I don't know how secure the overall system is, but any step involving biometrics is far less secure than a password. A password that you don't store anywhere but your own memory can only be stolen when you input it, or having physical control on you, very specific chemicals, and large disregard for legal consequences. Fingerprints, faces, etc, are publicly available at all times, and visual contact is enough with the appropriate technology (with a trade-off between how close/long/intense the access needs to be vs. the sophistication of the necessary technology). Passwords can be changed at any time; biometrics stay with you forever (with few exceptions).

 

In other words, take any authentication method involving biometrics, replace the biometric step with a password, and boom, you have made it more secure. Even if it involves a fingerprint scan and 6 passwords, it would still be better off with 7 passwords instead.

Despite what sci fi movies sometimes imply, biometrics serve a convenience purpose, not a security one, just like storing your password in your browser or re-using passwords.

 

 

[Unhelpful]

3 hours ago, Misanthrope said:

We should make bets on how long it will take before this is used to compromise unprecedented amounts of personal data.

 

I say under 5 years.

Fuck. What would an unprecedented amount even be at this point? The Equifax breach set that bar pretty damn high.

[Misanthrope]

26 minutes ago, JoeyDM said:

Fuck. What would an unprecedented amount even be at this point? The Equifax breach set that bar pretty damn high.

I think you know what will be unprecedented by them...

 

Spoiler

Pictures of your junk.

 

[Unhelpful]

53 minutes ago, Misanthrope said:

I think you know what will be unprecedented by them...

 

  Hide contents

Pictures of your junk.

 

Fuck, I'll beat them to it. Here you go:

Spoiler

Spoiler

Spoiler

You just clicked through these boxes to see a dick pic.

 

 

 

[suicidalfranco]

facebook salivating right now 

[Beskamir]

Worth noting that courts can force you to touch, look at, etc. a device, they can't force you to type in a password. So biometrics are pretty awful if for whatever reason you want security from the law.

[Canada EH]

I wont accept any of that, no biometrics from me NONE. If I could I'd unsolder GPS from my phone.

[HarryNyquist]

Nope. Passwords may not be as secure, but there is a legal precedent that says passwords can't be divulged or forced out of someone during an investigation.

 

Biometrics share no such precedent; in fact, they share the OPPOSITE precedent. You can (and likely will) be compelled or forced to biometrically authenticate during an investigation.

[captain_to_fire]

1 minute ago, HarryNyquist said:

Nope. Passwords may not be as secure, but there is a legal precedent that says passwords can't be divulged or forced out of someone during an investigation.

 

Biometrics share no such precedent; in fact, they share the OPPOSITE precedent. You can (and likely will) be compelled or forced to biometrically authenticate during an investigation.
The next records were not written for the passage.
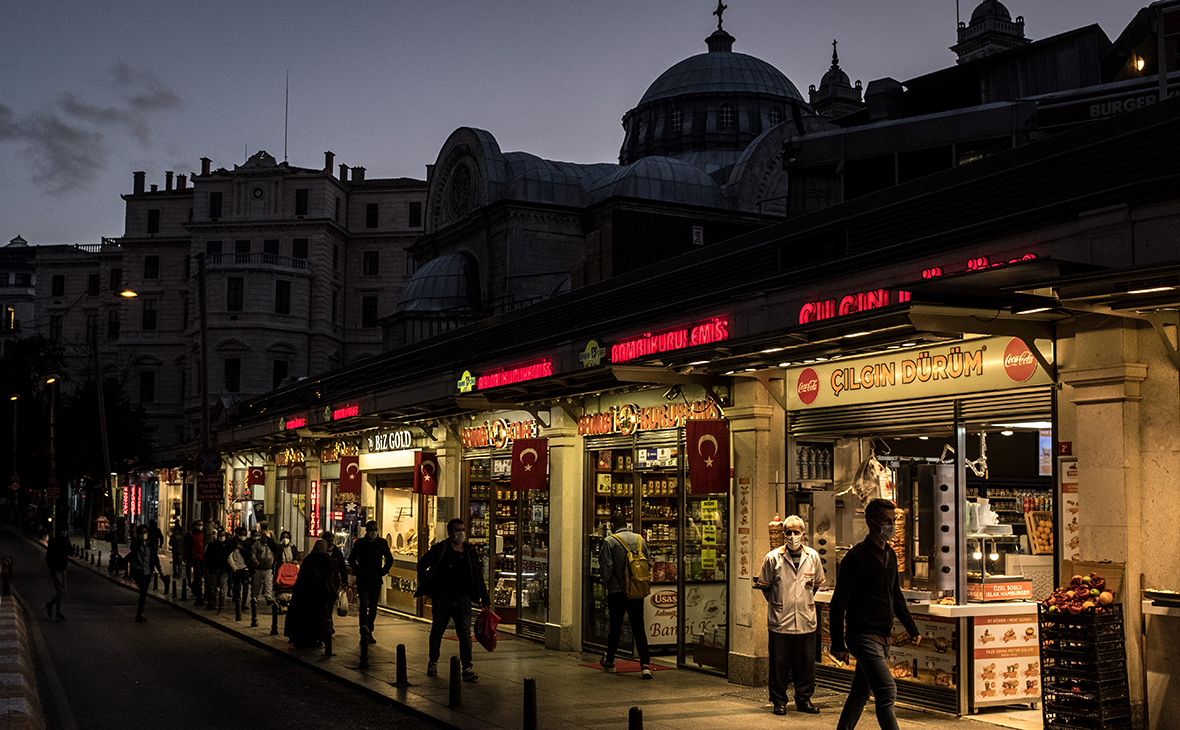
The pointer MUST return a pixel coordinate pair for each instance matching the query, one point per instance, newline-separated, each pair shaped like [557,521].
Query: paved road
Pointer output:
[100,670]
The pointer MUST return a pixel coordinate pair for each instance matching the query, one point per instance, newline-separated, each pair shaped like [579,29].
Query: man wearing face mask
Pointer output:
[790,577]
[371,561]
[452,574]
[867,597]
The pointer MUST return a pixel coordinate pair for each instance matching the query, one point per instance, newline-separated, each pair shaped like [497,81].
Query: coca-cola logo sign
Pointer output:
[808,386]
[664,599]
[1020,365]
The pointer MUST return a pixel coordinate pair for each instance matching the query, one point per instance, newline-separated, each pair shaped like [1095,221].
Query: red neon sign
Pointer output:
[516,374]
[847,304]
[313,508]
[673,339]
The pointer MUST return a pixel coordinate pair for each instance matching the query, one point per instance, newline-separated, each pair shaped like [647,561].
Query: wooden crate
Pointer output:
[1035,523]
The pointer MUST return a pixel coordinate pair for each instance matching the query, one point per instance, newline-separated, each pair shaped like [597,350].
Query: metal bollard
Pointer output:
[530,703]
[402,678]
[456,698]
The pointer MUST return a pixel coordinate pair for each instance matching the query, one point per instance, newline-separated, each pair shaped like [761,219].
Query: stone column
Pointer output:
[566,533]
[751,420]
[1105,380]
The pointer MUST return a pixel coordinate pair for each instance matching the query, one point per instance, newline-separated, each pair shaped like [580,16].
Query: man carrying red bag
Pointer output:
[451,574]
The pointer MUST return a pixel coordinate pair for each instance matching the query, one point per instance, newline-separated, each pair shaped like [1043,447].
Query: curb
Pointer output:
[20,705]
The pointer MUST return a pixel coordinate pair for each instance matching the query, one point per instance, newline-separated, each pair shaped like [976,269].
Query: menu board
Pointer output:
[1007,662]
[931,663]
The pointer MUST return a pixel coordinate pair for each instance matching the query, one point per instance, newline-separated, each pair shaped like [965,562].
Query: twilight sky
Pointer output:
[93,91]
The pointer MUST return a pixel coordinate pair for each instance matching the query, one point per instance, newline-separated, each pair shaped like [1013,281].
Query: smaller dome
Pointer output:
[448,282]
[990,8]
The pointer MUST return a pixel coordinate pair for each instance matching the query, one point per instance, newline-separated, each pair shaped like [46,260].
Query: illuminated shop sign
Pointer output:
[497,433]
[388,441]
[343,412]
[506,375]
[987,363]
[628,418]
[591,355]
[876,298]
[673,339]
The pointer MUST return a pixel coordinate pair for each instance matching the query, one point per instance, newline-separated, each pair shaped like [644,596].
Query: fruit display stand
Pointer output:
[1083,669]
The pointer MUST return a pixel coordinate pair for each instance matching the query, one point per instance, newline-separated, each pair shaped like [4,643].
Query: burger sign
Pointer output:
[968,366]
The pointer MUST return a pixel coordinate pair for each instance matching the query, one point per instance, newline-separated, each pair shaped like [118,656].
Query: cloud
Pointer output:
[65,146]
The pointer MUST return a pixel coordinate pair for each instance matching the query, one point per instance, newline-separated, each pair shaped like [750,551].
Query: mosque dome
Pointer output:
[714,103]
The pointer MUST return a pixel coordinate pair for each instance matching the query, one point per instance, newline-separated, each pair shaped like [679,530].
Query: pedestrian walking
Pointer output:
[451,573]
[195,558]
[614,556]
[371,561]
[144,560]
[790,577]
[313,599]
[176,548]
[261,551]
[57,558]
[867,598]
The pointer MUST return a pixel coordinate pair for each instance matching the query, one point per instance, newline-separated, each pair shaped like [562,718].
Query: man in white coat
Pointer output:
[790,577]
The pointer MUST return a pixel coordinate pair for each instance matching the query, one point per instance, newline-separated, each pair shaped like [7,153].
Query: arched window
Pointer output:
[727,116]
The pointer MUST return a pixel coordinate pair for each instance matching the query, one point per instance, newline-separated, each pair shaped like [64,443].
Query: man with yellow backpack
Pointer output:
[625,564]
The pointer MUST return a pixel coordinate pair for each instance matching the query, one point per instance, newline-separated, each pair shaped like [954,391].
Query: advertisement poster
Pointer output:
[1069,538]
[1007,663]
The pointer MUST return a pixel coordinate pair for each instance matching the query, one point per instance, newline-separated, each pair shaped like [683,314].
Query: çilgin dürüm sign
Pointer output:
[969,366]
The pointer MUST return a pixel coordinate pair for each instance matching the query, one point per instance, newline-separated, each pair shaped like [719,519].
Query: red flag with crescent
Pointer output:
[426,473]
[530,464]
[708,455]
[349,475]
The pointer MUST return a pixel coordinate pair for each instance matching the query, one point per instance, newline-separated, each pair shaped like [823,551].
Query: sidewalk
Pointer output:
[568,694]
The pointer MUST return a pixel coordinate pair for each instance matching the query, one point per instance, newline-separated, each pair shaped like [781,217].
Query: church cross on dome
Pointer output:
[719,12]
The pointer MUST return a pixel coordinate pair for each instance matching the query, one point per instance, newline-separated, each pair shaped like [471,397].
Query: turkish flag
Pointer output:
[708,455]
[530,464]
[426,473]
[296,478]
[349,474]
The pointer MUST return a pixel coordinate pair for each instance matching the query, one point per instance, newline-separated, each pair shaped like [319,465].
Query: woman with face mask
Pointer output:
[790,577]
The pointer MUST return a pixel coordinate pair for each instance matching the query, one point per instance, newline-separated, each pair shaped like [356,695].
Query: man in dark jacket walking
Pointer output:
[57,558]
[867,597]
[451,573]
[371,561]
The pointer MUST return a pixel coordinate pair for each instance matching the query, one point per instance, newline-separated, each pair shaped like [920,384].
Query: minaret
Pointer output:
[836,96]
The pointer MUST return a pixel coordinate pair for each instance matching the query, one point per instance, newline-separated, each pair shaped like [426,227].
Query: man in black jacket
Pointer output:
[371,561]
[867,596]
[452,574]
[57,558]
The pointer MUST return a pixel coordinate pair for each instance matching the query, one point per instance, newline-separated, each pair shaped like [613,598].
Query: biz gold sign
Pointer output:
[971,366]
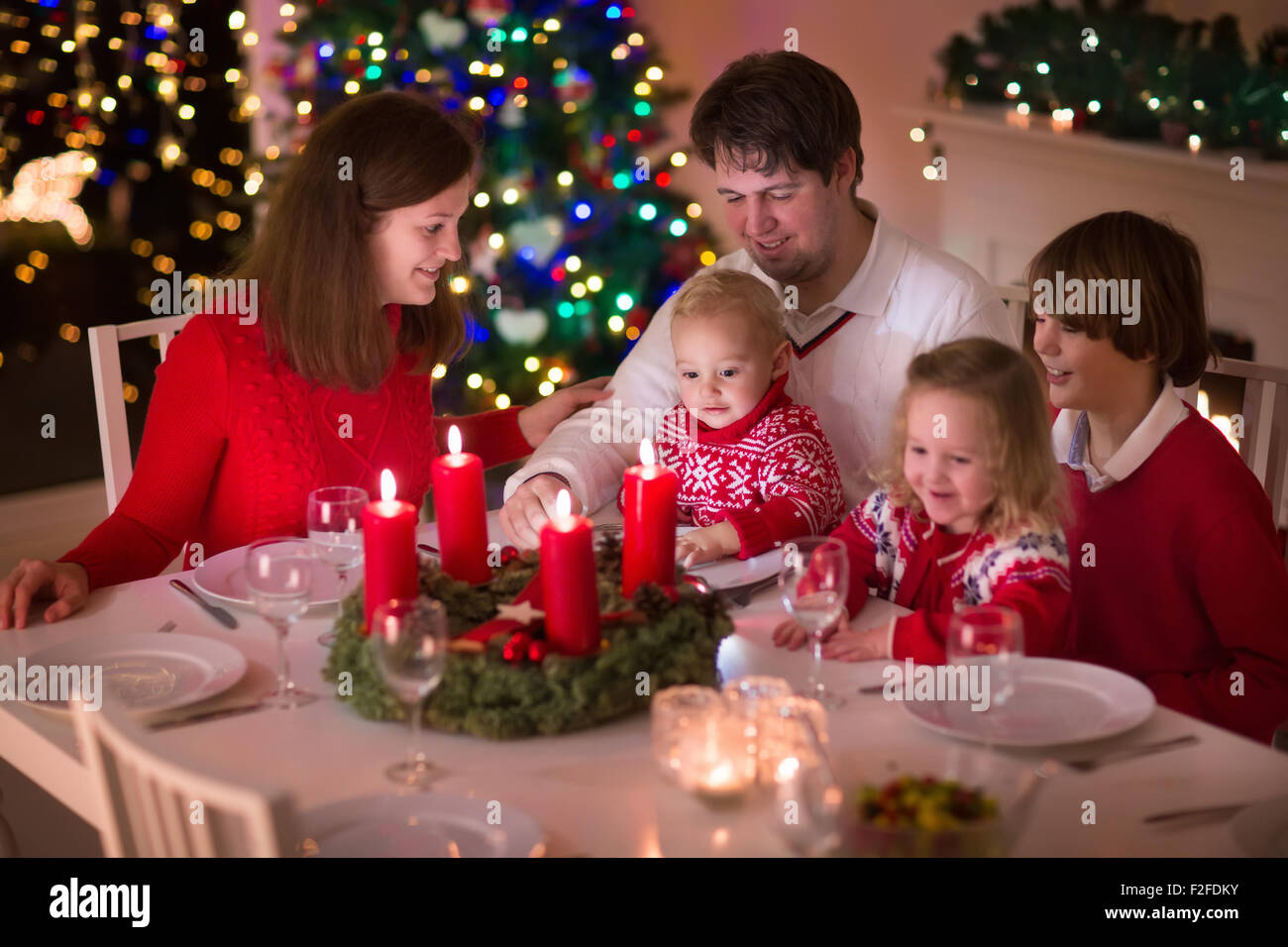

Actually long alphanumeric passwords are still better than biometrics because biometrics can be spoofed so easily even though passwords can be stolen. But I agree that in most countries including the US (4th amendment) passwords are protected by the law and biometrics doesn’t have that kind if legal protection 

[HarryNyquist]

2 minutes ago, hey_yo_ said:

Actually long alphanumeric passwords are still better than biometrics because biometrics can be spoofed so easily even though passwords can be stolen. But I agree that in most countries including the US (4th amendment) passwords are protected by the law and biometrics doesn’t have that kind if legal protection 

Most people don't do passwords right. We're all nerds so hopefully we know better.